Am 08.08.19 um 11:02 schrieb Thomas Jarosch:
> Hello together,
>
> You wrote on Fri, Aug 02, 2019 at 09:22:24AM -0400:
>> From: Florian Westphal <fw@xxxxxxxxx>
>>
>> [ Upstream commit 959b69ef57db00cb33e9c4777400ae7183ebddd3 ]
>>
>> Jakub Jankowski reported following oddity:
>>
>> After 3 way handshake completes, timeout of new connection is set to
>> max_retrans (300s) instead of established (5 days).
>>
>> shortened excerpt from pcap provided:
>> 25.070622 IP (flags [DF], proto TCP (6), length 52)
>> 10.8.5.4.1025 > 10.8.1.2.80: Flags [S], seq 11, win 64240, [wscale 8]
>> 26.070462 IP (flags [DF], proto TCP (6), length 48)
>> 10.8.1.2.80 > 10.8.5.4.1025: Flags [S.], seq 82, ack 12, win 65535, [wscale 3]
>> 27.070449 IP (flags [DF], proto TCP (6), length 40)
>> 10.8.5.4.1025 > 10.8.1.2.80: Flags [.], ack 83, win 512, length 0
>>
>> Turns out the last_win is of u16 type, but we store the scaled value:
>> 512 << 8 (== 0x20000) becomes 0 window.
>>
>> The Fixes tag is not correct, as the bug has existed forever, but
>> without that change all that this causes might cause is to mistake a
>> window update (to-nonzero-from-zero) for a retransmit.
>>
>> Fixes: fbcd253d2448b8 ("netfilter: conntrack: lower timeout to RETRANS seconds if window is 0")

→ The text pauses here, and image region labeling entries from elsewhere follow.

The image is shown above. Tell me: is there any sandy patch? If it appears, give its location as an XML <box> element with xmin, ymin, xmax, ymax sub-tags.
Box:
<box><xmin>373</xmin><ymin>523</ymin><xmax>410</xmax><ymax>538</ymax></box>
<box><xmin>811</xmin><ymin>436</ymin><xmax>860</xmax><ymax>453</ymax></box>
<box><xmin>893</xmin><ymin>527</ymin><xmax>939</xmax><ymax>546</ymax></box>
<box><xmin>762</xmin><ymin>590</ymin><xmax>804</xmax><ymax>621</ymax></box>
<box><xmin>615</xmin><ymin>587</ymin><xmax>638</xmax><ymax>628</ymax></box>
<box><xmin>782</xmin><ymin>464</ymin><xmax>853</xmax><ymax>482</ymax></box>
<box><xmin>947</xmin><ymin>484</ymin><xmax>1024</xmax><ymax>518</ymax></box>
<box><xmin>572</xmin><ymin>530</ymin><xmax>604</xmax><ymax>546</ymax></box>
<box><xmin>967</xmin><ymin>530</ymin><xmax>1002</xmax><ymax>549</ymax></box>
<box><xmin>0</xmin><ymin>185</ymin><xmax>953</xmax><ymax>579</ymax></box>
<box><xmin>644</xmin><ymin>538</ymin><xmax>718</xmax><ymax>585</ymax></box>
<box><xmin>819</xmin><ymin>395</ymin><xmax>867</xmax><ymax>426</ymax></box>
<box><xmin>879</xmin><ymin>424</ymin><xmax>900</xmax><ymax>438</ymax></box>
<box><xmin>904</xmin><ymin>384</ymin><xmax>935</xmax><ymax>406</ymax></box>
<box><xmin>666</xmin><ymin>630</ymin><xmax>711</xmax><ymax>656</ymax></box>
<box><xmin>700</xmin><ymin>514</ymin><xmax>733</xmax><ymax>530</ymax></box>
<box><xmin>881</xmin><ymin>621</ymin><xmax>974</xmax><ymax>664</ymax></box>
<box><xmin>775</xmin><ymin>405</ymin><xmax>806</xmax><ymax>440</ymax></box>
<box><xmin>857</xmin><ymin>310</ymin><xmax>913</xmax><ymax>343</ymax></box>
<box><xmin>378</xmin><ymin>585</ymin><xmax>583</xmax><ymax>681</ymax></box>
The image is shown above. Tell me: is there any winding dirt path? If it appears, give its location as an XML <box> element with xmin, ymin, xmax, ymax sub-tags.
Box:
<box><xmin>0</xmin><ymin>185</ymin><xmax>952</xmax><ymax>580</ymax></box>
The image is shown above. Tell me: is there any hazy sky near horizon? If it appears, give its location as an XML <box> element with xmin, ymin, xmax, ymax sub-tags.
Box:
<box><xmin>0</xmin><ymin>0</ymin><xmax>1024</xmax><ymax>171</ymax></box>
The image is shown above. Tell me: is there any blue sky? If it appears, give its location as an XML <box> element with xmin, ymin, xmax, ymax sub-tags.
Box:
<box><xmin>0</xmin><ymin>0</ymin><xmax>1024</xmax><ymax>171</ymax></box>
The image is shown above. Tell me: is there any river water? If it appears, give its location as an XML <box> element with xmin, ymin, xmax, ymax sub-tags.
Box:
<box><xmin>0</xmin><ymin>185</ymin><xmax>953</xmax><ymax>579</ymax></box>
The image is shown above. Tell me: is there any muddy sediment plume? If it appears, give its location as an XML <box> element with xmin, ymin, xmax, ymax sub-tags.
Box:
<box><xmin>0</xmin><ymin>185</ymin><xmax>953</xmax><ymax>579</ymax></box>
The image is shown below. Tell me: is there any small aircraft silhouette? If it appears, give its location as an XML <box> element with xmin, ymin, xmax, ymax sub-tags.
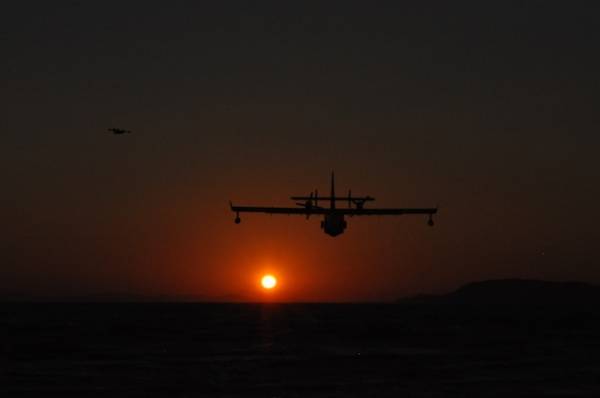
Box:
<box><xmin>108</xmin><ymin>128</ymin><xmax>131</xmax><ymax>135</ymax></box>
<box><xmin>229</xmin><ymin>173</ymin><xmax>438</xmax><ymax>237</ymax></box>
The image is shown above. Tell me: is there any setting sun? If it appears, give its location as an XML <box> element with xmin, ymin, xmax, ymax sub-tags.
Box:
<box><xmin>260</xmin><ymin>275</ymin><xmax>277</xmax><ymax>289</ymax></box>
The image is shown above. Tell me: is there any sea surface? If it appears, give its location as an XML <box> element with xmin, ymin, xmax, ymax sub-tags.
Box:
<box><xmin>0</xmin><ymin>303</ymin><xmax>600</xmax><ymax>397</ymax></box>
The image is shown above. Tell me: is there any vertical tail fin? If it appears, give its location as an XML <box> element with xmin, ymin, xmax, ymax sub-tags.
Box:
<box><xmin>331</xmin><ymin>171</ymin><xmax>335</xmax><ymax>209</ymax></box>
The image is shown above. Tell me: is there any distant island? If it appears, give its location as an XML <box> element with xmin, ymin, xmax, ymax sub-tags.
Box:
<box><xmin>398</xmin><ymin>279</ymin><xmax>600</xmax><ymax>306</ymax></box>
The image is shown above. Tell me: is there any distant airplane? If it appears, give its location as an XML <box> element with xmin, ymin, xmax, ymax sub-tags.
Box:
<box><xmin>229</xmin><ymin>173</ymin><xmax>438</xmax><ymax>237</ymax></box>
<box><xmin>108</xmin><ymin>128</ymin><xmax>131</xmax><ymax>135</ymax></box>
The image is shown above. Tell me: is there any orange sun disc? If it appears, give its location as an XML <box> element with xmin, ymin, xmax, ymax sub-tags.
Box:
<box><xmin>260</xmin><ymin>275</ymin><xmax>277</xmax><ymax>289</ymax></box>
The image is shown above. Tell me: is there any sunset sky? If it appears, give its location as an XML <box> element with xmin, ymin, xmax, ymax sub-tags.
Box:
<box><xmin>0</xmin><ymin>1</ymin><xmax>600</xmax><ymax>301</ymax></box>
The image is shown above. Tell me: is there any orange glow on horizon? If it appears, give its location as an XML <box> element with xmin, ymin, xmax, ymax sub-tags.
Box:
<box><xmin>260</xmin><ymin>274</ymin><xmax>277</xmax><ymax>290</ymax></box>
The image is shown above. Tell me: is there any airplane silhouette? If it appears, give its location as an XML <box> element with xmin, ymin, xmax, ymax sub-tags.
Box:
<box><xmin>229</xmin><ymin>173</ymin><xmax>438</xmax><ymax>237</ymax></box>
<box><xmin>108</xmin><ymin>128</ymin><xmax>131</xmax><ymax>135</ymax></box>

>> Reported-by: Jakub Jankowski <shasta@xxxxxxxxxxx>
>> Tested-by: Jakub Jankowski <shasta@xxxxxxxxxxx>
>> Signed-off-by: Florian Westphal <fw@xxxxxxxxx>
>> Acked-by: Jozsef Kadlecsik <kadlec@xxxxxxxxxxxxxxxxx>
>> Signed-off-by: Pablo Neira Ayuso <pablo@xxxxxxxxxxxxx>
>> Signed-off-by: Sasha Levin <sashal@xxxxxxxxxx>
>
> Also:
> Tested-by: Thomas Jarosch <thomas.jarosch@xxxxxxxxxxxxx>
>
> ;)
>
> We've hit the issue with the wrong conntrack timeout at two different sites,
> long-lived connections to a SAP server over IPSec VPN were constantly dropping.
>
> For us this was a regression after updating from kernel 3.14 to 4.19.
> Yesterday I've applied the patch to kernel 4.19.57 and the problem is fixed.
>
> The issue was extra hard to debug as we could just boot the new kernel
> for twenty minutes in the evening on these productive systems.
>
> The stable kernel patch from last Friday came right on time. I was just
> about the replay the TCP connection with tcpreplay, so this saved
> me from another week of debugging. Thanks everyone!